I have seen alot of posts about cravings and how they sneak back in even after tens or hundreds of days quit. I have to say, this is what led to me making the stupid decision to take several "one last dip(s)" during the last couple months after having been quit for over 100 days. It wasn't so much that single isolated craving on that particular day....but the thought that "It is always going to be this bad, the cravings are always going to be this strong, and I will not be able to keep this monkey off my back forever....why am I trying to kid myself."
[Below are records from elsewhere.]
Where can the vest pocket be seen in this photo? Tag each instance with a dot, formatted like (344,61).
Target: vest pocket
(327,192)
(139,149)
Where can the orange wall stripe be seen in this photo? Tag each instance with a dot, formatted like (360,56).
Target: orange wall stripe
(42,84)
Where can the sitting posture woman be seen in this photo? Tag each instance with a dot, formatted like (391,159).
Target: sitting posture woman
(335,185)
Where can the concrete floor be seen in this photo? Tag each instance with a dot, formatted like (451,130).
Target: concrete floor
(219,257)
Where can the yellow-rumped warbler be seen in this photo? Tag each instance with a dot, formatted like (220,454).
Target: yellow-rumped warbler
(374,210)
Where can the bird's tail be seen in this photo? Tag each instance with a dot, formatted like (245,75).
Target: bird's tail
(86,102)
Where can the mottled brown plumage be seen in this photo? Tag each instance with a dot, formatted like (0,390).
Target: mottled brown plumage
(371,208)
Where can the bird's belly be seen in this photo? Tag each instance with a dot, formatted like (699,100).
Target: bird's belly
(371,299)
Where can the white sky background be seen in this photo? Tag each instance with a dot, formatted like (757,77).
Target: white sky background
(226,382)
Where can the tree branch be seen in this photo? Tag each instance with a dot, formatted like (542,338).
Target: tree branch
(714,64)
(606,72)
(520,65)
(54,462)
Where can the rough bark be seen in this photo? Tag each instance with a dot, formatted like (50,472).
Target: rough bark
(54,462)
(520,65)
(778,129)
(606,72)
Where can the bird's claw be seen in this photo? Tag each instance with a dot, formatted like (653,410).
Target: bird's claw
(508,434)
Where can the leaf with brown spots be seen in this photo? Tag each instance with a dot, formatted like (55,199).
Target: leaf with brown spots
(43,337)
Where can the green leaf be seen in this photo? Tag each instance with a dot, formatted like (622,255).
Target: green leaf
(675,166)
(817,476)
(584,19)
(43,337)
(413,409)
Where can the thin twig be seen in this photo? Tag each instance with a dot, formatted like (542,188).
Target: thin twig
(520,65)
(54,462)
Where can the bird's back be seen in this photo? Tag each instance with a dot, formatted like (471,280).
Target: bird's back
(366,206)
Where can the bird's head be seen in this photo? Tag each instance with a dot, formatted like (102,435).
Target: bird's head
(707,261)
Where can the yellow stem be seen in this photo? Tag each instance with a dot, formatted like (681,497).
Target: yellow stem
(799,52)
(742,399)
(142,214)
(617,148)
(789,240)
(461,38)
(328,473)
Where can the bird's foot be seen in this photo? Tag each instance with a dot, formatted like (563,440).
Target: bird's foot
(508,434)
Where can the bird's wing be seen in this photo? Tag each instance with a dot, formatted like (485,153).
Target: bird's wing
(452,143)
Then the self rationalization comes into play "I work hard, I treat people good, I'm not a drug head or alcoholic.....I deserve this one pleasure in life." For me, these few slip up may have actually helped me in my quit, because as I said earlier in this thread, the actual experience of putting another dip in my lip (after not having any for well over 100 days) was a huge disappointment. There was no warm and tingly, no relaxation, no stress relief, no surge of energy, no burst of courage, not even a good taste. Just shame, disappointment in my self , and the realization that the stressful day or situation that led me to this point was still there.
So, I don't care if cravings ever do go away, I don't care if they never ease up...I have resolved to embrace these cravings. I will also embrace the times I caved over the last couple months. The cravings remind me what a grip tobacco had on my life, what a weakness I had, and how much strength and determination it took to overcome this (praise Jesus). I would be willing to bet that VERY few people in this world could put tobacco down and walk away from it once they were addicted to the point that I (and all of you I'm sure) was. We are pretty bad ass...and we need to keep that in mind. When a craving hits, I will use it as a reminder to thank God for delivering me from slowly financing my own cancer and cardiovascular disease. If there were no more cravings, I might forget what a pitiful, weak, addicted punk I used to be.......I will embrace the times I caved and put that crap back in my mouth and use it as a reminder of what a foolish, nasty thing it really is. This is much easier to see once you have a clear head and can look at it objectively. I threw away well over 100 days of "sobriety".....and then the experiences were not even enjoyable!!!!
N E V E R again.
Embrace the suck, embrace your shortcomings, embrace your stupidity, embrace your weakness......and use them as weapons against the former weak, addicted, tobacco enslaved self that is desperately fighting to get the best of you. Get mad, get serious, and stay quit.